You have to take a blood test because certain blood types react badly to the pill and if this is the case, an injection is necessary. Of course…that was me. So after taking the first pill and feeling like absolute shit, I crawled back to the centre to get the needle. The rest of the job needs to be done with someone else there as support just in case you lose too much blood.
I had asked a friend to join me after she had finished work, but sitting there alone dealing with the guilt and the sadness became unbearable. I called another friend of mine who had been through the same situation, and asked her if she was working because I was miserable. She was, but asked to leave early and quickly made her way over. I was so grateful.
After that, you wait.
I put on a movie to make time go faster, but I don’t even recall what it was. I just lay on a bed feeling empty,
Feeling alone,
Dying inside.
Hours later the pain kicks in. It was probably the worst pain I have ever felt in my life. Not just the physical sensation but what it represented emotionally. At that moment a part of me died. I stopped being a woman, I felt like a murderer. I hated the idea of being a woman. I lay in my bed and I imagined what the father was doing — whether he spared me a thought. I was physically and emotionally scarred and tormented. He never even looked me in the eyes, the event already blocked and forgotten as he moved on with his new girlfriend.

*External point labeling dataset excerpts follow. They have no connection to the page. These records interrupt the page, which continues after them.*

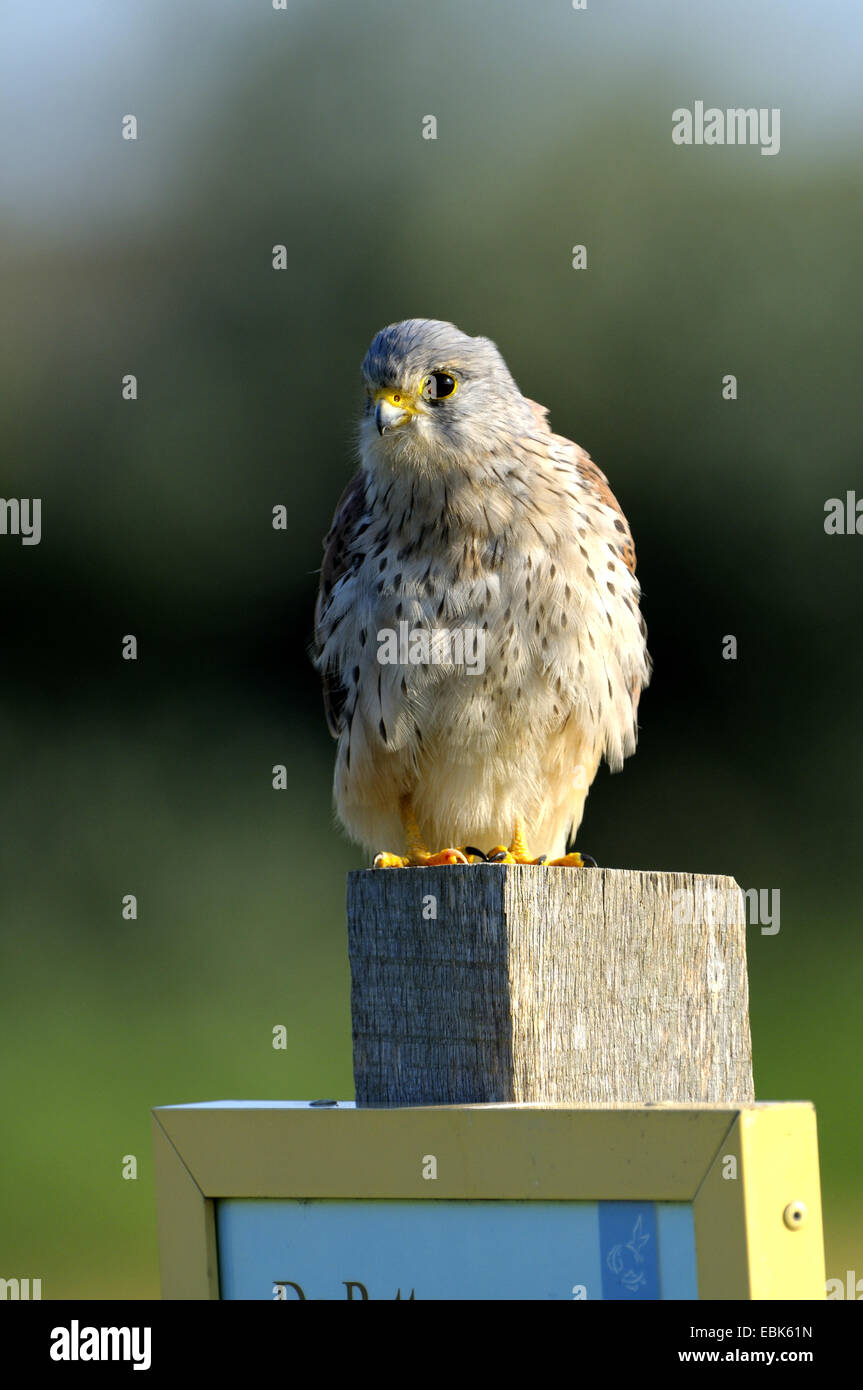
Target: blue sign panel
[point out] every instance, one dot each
(357, 1250)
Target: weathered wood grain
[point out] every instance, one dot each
(570, 986)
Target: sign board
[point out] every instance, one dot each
(291, 1201)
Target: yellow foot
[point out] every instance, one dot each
(519, 854)
(420, 861)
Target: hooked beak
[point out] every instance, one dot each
(388, 414)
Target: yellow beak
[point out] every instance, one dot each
(391, 410)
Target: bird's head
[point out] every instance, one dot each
(435, 396)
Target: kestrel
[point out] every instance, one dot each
(477, 626)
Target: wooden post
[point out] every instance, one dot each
(489, 983)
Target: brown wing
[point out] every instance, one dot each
(341, 558)
(591, 476)
(598, 484)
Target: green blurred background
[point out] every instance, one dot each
(303, 128)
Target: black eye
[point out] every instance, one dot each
(438, 385)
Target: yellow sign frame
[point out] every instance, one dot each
(751, 1173)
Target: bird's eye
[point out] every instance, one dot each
(438, 385)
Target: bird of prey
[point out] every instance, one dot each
(477, 626)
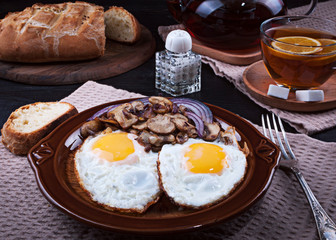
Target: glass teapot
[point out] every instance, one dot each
(227, 24)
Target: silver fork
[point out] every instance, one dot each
(325, 226)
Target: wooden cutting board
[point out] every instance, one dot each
(118, 58)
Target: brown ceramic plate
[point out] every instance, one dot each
(53, 171)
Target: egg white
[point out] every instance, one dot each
(126, 185)
(197, 190)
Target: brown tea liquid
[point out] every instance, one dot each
(225, 24)
(298, 71)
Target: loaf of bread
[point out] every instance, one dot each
(121, 25)
(30, 123)
(53, 32)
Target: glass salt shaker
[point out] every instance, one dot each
(178, 69)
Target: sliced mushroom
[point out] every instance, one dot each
(228, 137)
(161, 105)
(148, 112)
(211, 131)
(161, 124)
(123, 115)
(134, 131)
(182, 137)
(147, 138)
(140, 126)
(91, 127)
(137, 106)
(160, 140)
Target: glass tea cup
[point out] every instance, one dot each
(299, 52)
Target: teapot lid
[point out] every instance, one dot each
(178, 41)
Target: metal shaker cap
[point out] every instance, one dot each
(178, 41)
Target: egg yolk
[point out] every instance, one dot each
(205, 158)
(114, 147)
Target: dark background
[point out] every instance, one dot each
(150, 13)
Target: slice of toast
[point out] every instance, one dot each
(121, 25)
(30, 123)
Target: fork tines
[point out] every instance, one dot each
(283, 151)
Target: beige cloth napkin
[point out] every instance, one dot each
(307, 123)
(283, 214)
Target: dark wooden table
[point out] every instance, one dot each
(151, 13)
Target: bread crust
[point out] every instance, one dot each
(20, 143)
(135, 25)
(53, 32)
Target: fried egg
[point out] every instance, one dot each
(117, 172)
(198, 173)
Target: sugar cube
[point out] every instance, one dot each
(309, 95)
(277, 91)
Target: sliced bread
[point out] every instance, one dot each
(30, 123)
(121, 25)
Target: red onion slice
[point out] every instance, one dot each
(199, 124)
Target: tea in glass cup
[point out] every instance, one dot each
(299, 52)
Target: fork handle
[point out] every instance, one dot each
(325, 226)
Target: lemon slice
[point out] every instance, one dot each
(297, 45)
(324, 42)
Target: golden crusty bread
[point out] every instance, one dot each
(53, 32)
(30, 123)
(121, 25)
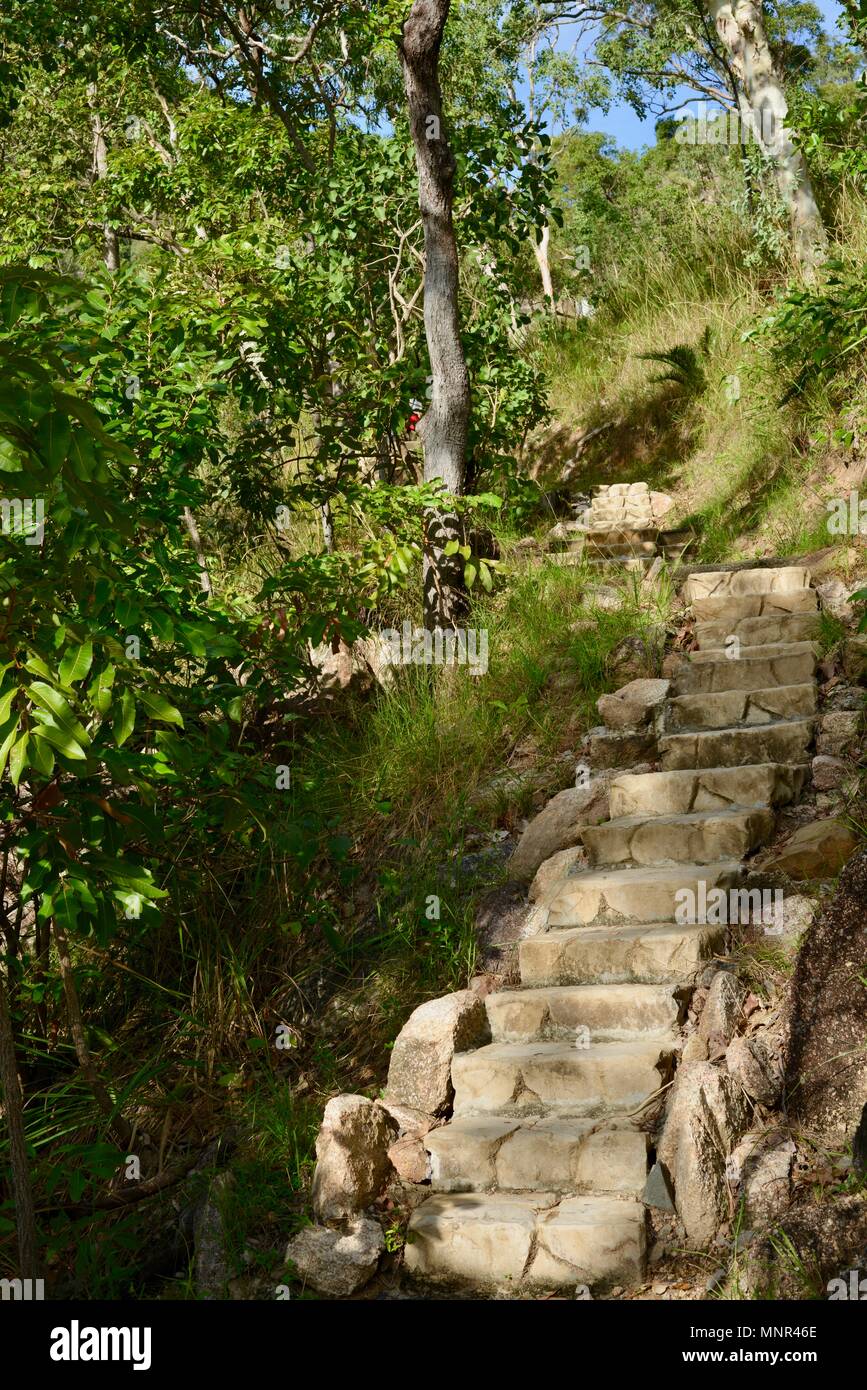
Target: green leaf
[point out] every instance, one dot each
(159, 708)
(42, 756)
(60, 737)
(9, 733)
(77, 663)
(122, 717)
(99, 690)
(18, 758)
(50, 699)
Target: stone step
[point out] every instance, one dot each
(542, 1077)
(696, 837)
(649, 952)
(602, 1011)
(756, 631)
(484, 1153)
(737, 583)
(784, 741)
(620, 895)
(525, 1240)
(755, 605)
(709, 788)
(728, 708)
(712, 672)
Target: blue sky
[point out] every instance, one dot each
(623, 124)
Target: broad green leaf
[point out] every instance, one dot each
(40, 756)
(122, 717)
(159, 708)
(77, 663)
(18, 758)
(99, 690)
(9, 733)
(59, 736)
(47, 698)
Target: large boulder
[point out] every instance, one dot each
(553, 872)
(762, 1165)
(420, 1072)
(352, 1157)
(336, 1262)
(559, 826)
(810, 1250)
(634, 705)
(752, 1065)
(706, 1116)
(826, 1061)
(838, 733)
(814, 851)
(723, 1009)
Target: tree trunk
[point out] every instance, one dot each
(22, 1191)
(542, 260)
(443, 427)
(111, 253)
(192, 526)
(741, 28)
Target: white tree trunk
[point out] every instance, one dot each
(443, 427)
(741, 28)
(543, 263)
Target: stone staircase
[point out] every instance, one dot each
(538, 1179)
(624, 524)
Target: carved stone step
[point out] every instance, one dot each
(610, 1011)
(728, 708)
(724, 609)
(648, 952)
(755, 669)
(707, 788)
(756, 631)
(699, 837)
(525, 1240)
(614, 895)
(484, 1153)
(787, 741)
(542, 1077)
(737, 583)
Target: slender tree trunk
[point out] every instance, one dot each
(77, 1027)
(443, 427)
(741, 28)
(204, 578)
(111, 253)
(13, 1105)
(541, 249)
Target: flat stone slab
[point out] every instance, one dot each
(614, 1011)
(728, 708)
(706, 788)
(755, 605)
(755, 631)
(752, 670)
(737, 583)
(698, 837)
(642, 894)
(525, 1240)
(784, 741)
(482, 1153)
(535, 1077)
(650, 952)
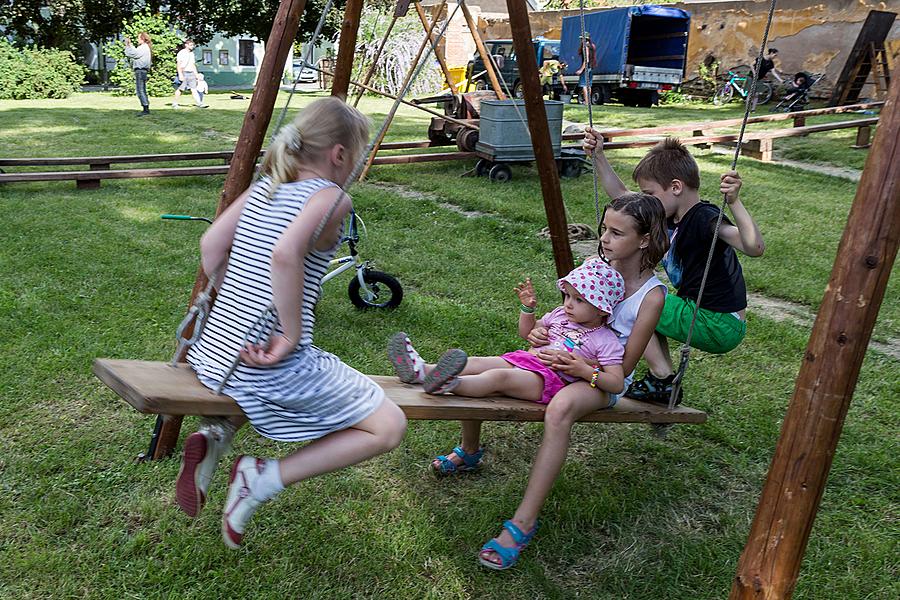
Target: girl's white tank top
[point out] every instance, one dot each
(625, 314)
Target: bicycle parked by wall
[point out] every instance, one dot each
(738, 81)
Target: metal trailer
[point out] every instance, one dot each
(504, 140)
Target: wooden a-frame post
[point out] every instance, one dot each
(770, 563)
(540, 136)
(243, 164)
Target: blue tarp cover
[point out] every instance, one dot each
(612, 32)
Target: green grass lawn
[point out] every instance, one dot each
(97, 273)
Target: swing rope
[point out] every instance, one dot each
(265, 324)
(589, 80)
(748, 102)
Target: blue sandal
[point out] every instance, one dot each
(443, 466)
(509, 556)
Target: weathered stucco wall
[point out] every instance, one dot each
(810, 37)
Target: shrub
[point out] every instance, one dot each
(165, 46)
(34, 73)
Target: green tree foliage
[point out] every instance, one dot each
(62, 24)
(32, 73)
(201, 19)
(165, 47)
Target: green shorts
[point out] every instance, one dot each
(714, 332)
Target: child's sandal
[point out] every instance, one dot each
(653, 389)
(509, 556)
(443, 466)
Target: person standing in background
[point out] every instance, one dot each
(187, 74)
(142, 58)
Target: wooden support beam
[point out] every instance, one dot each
(863, 137)
(438, 51)
(770, 562)
(482, 51)
(409, 75)
(346, 48)
(759, 149)
(243, 163)
(540, 136)
(371, 70)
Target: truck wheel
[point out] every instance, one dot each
(501, 173)
(518, 90)
(439, 138)
(648, 99)
(466, 140)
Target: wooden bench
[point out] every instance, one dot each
(159, 388)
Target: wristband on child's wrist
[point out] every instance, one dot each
(594, 377)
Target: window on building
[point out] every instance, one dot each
(245, 53)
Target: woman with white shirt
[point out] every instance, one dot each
(141, 57)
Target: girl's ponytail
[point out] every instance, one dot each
(317, 128)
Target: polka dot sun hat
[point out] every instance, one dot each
(600, 284)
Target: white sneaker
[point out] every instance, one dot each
(202, 451)
(407, 363)
(240, 503)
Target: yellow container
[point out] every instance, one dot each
(457, 74)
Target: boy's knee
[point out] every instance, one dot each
(394, 428)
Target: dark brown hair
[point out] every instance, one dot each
(666, 161)
(649, 218)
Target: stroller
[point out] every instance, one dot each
(796, 97)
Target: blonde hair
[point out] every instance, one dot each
(318, 127)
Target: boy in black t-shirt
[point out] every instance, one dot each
(670, 173)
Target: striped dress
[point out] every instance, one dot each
(311, 393)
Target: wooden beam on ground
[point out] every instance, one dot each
(243, 163)
(482, 51)
(540, 136)
(770, 563)
(707, 125)
(346, 48)
(157, 387)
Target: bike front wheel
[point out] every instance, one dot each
(386, 291)
(724, 95)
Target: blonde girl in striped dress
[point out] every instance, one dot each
(289, 389)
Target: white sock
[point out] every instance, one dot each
(269, 483)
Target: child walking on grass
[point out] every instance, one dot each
(633, 240)
(289, 389)
(670, 173)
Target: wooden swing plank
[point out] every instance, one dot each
(159, 388)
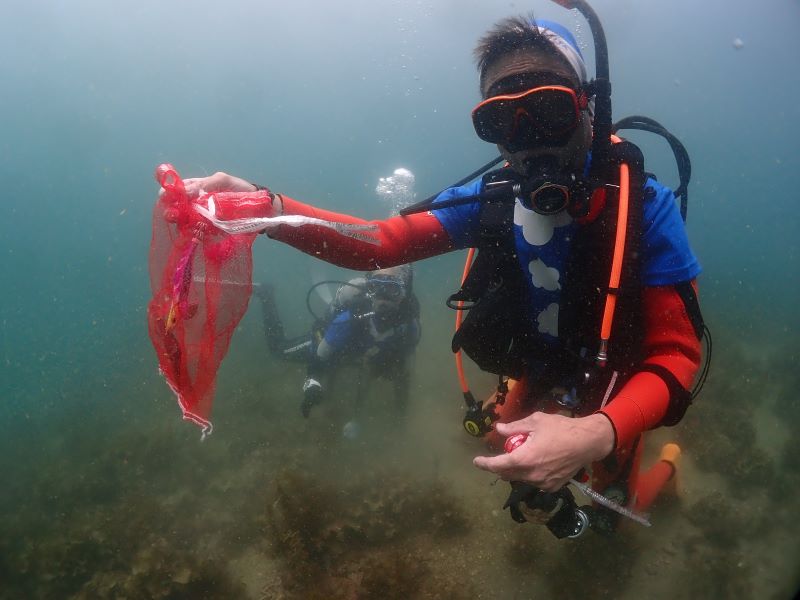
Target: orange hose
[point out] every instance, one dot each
(619, 250)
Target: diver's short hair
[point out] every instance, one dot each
(516, 33)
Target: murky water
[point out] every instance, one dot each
(108, 494)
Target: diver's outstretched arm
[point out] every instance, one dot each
(395, 241)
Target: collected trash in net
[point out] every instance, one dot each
(201, 270)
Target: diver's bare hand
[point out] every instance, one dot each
(557, 447)
(218, 182)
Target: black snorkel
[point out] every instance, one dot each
(599, 88)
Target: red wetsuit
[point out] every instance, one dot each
(671, 343)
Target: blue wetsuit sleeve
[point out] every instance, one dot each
(667, 256)
(462, 223)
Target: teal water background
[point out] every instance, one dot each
(318, 101)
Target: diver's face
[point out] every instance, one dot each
(522, 70)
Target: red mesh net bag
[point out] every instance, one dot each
(201, 279)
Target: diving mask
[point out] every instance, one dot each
(545, 115)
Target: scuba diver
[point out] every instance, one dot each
(372, 322)
(583, 296)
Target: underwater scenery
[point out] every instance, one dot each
(362, 108)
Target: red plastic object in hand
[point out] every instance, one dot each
(515, 441)
(201, 282)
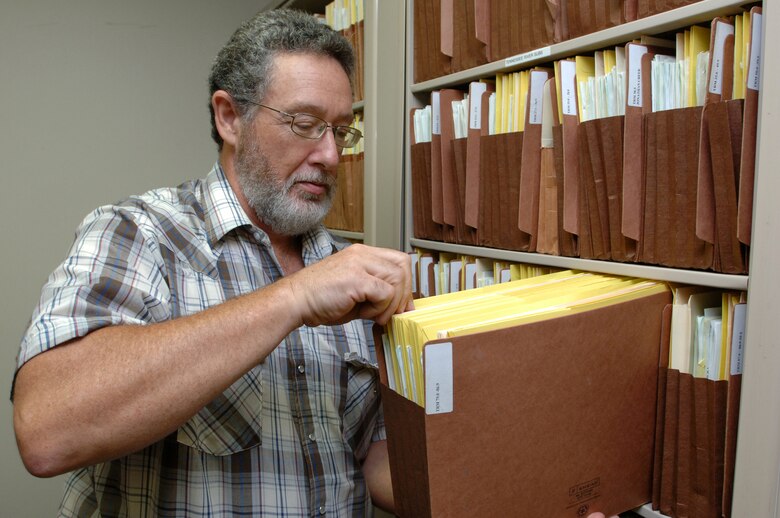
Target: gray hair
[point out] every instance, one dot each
(244, 66)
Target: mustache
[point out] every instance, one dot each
(313, 176)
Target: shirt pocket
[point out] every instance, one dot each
(232, 422)
(361, 410)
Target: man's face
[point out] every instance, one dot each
(289, 181)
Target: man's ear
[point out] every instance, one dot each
(226, 117)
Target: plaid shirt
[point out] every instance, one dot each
(286, 439)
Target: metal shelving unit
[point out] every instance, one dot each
(757, 474)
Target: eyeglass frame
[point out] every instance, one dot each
(325, 126)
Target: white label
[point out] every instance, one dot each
(754, 67)
(475, 102)
(436, 122)
(722, 31)
(738, 339)
(569, 87)
(425, 264)
(528, 56)
(415, 259)
(635, 53)
(438, 378)
(536, 96)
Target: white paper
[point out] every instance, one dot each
(754, 67)
(389, 363)
(536, 96)
(438, 378)
(569, 87)
(635, 53)
(455, 269)
(526, 57)
(738, 339)
(476, 90)
(722, 31)
(436, 115)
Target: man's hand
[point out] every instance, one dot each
(358, 282)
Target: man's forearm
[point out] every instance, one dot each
(122, 388)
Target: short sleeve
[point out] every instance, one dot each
(111, 275)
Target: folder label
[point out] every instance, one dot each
(436, 122)
(538, 78)
(738, 340)
(528, 56)
(754, 70)
(438, 378)
(568, 87)
(722, 30)
(636, 52)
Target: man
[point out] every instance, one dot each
(200, 351)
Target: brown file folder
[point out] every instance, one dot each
(464, 234)
(449, 190)
(429, 60)
(719, 157)
(669, 230)
(601, 193)
(500, 157)
(518, 26)
(346, 211)
(587, 16)
(637, 106)
(552, 419)
(693, 469)
(748, 163)
(651, 7)
(469, 50)
(530, 162)
(471, 216)
(567, 241)
(422, 221)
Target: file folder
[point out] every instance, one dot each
(748, 163)
(551, 419)
(429, 60)
(530, 162)
(669, 229)
(500, 156)
(587, 16)
(469, 19)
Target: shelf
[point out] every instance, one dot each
(647, 512)
(703, 11)
(699, 278)
(346, 234)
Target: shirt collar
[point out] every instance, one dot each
(223, 210)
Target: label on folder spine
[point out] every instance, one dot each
(528, 56)
(754, 67)
(438, 378)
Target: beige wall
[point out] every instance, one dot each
(98, 99)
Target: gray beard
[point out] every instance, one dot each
(272, 199)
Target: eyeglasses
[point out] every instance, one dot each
(311, 127)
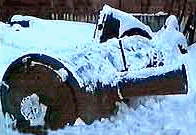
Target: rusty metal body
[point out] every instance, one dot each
(66, 101)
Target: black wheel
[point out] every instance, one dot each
(38, 96)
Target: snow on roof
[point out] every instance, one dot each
(127, 21)
(173, 115)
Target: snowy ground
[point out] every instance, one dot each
(165, 115)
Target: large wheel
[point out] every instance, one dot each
(38, 91)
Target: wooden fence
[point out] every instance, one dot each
(80, 15)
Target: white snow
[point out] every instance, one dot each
(72, 43)
(130, 22)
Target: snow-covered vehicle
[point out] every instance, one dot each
(85, 80)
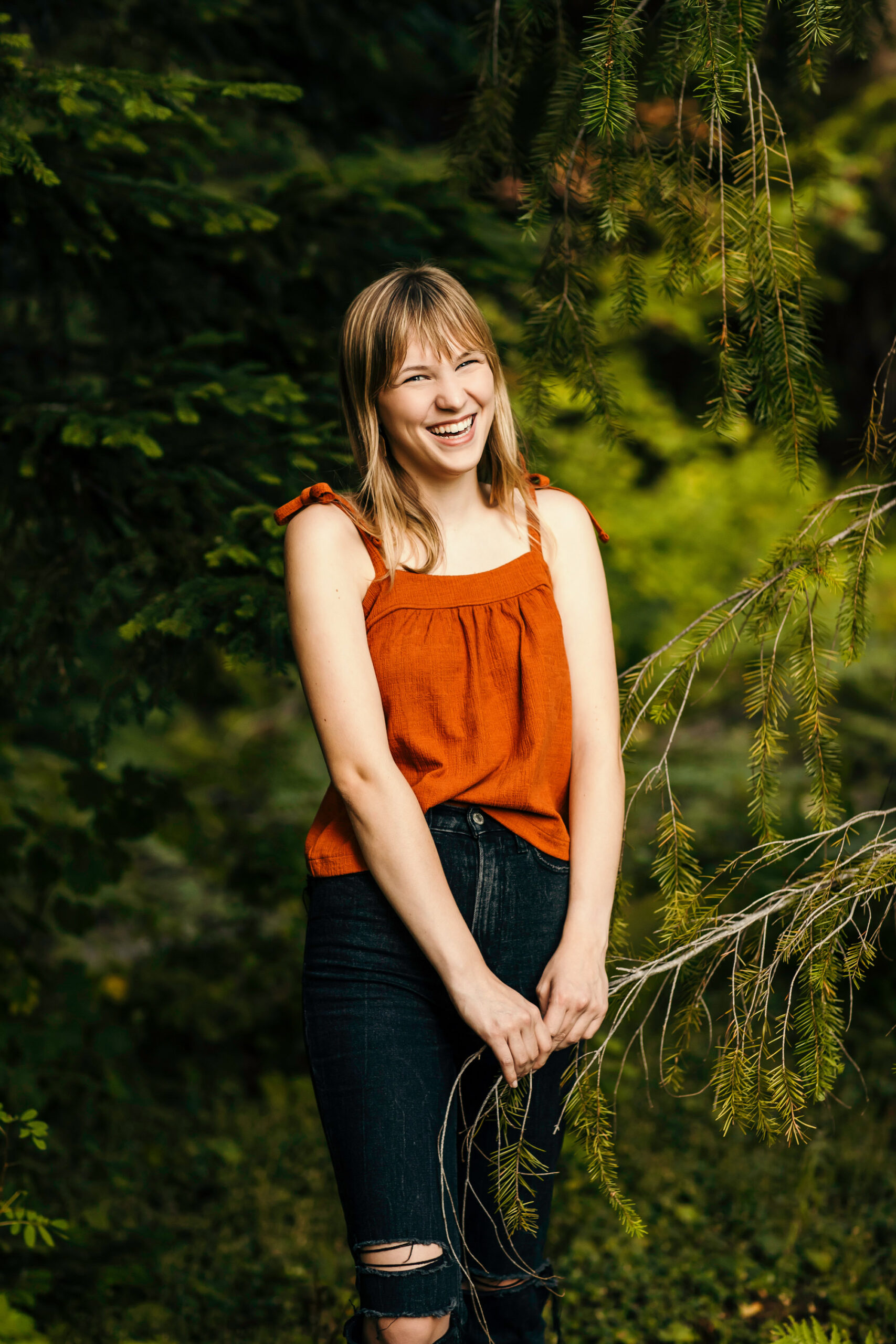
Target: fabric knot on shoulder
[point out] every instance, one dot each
(318, 494)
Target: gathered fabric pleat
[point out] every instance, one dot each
(475, 682)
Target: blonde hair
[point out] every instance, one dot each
(417, 303)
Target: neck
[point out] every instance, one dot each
(453, 500)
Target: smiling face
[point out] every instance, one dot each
(437, 411)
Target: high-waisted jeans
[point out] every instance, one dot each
(386, 1046)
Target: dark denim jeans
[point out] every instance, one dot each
(386, 1047)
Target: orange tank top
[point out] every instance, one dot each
(475, 682)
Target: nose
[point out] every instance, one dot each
(450, 394)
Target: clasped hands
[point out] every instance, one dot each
(573, 1002)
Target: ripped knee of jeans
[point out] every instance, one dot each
(510, 1283)
(399, 1257)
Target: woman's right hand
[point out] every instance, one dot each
(508, 1023)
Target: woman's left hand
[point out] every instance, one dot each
(573, 992)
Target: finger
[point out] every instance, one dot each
(555, 1018)
(520, 1052)
(575, 1027)
(504, 1057)
(534, 1037)
(583, 1027)
(544, 1040)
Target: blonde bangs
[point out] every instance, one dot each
(426, 304)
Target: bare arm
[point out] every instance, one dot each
(574, 987)
(327, 573)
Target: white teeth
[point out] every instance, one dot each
(453, 430)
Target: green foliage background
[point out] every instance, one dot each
(168, 319)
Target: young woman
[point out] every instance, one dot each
(453, 636)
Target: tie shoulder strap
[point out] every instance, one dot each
(321, 494)
(542, 483)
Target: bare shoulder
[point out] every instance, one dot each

When the pain is gone, you think life goes on. Unfortunately life is poorly constructed.
Three months of constant bleeding as my body refused to let me forget my sins. A thorn of doubt stabbed into my mind, every hour of every day, telling me that the guilt wouldn’t be leaving anytime soon. Every day was a renewed struggle to stay alive, and I wasn’t certain I even wanted to.
My brain knew I made the right decision but my heart would never forgive me.
It told me every day —
“You killed your child.”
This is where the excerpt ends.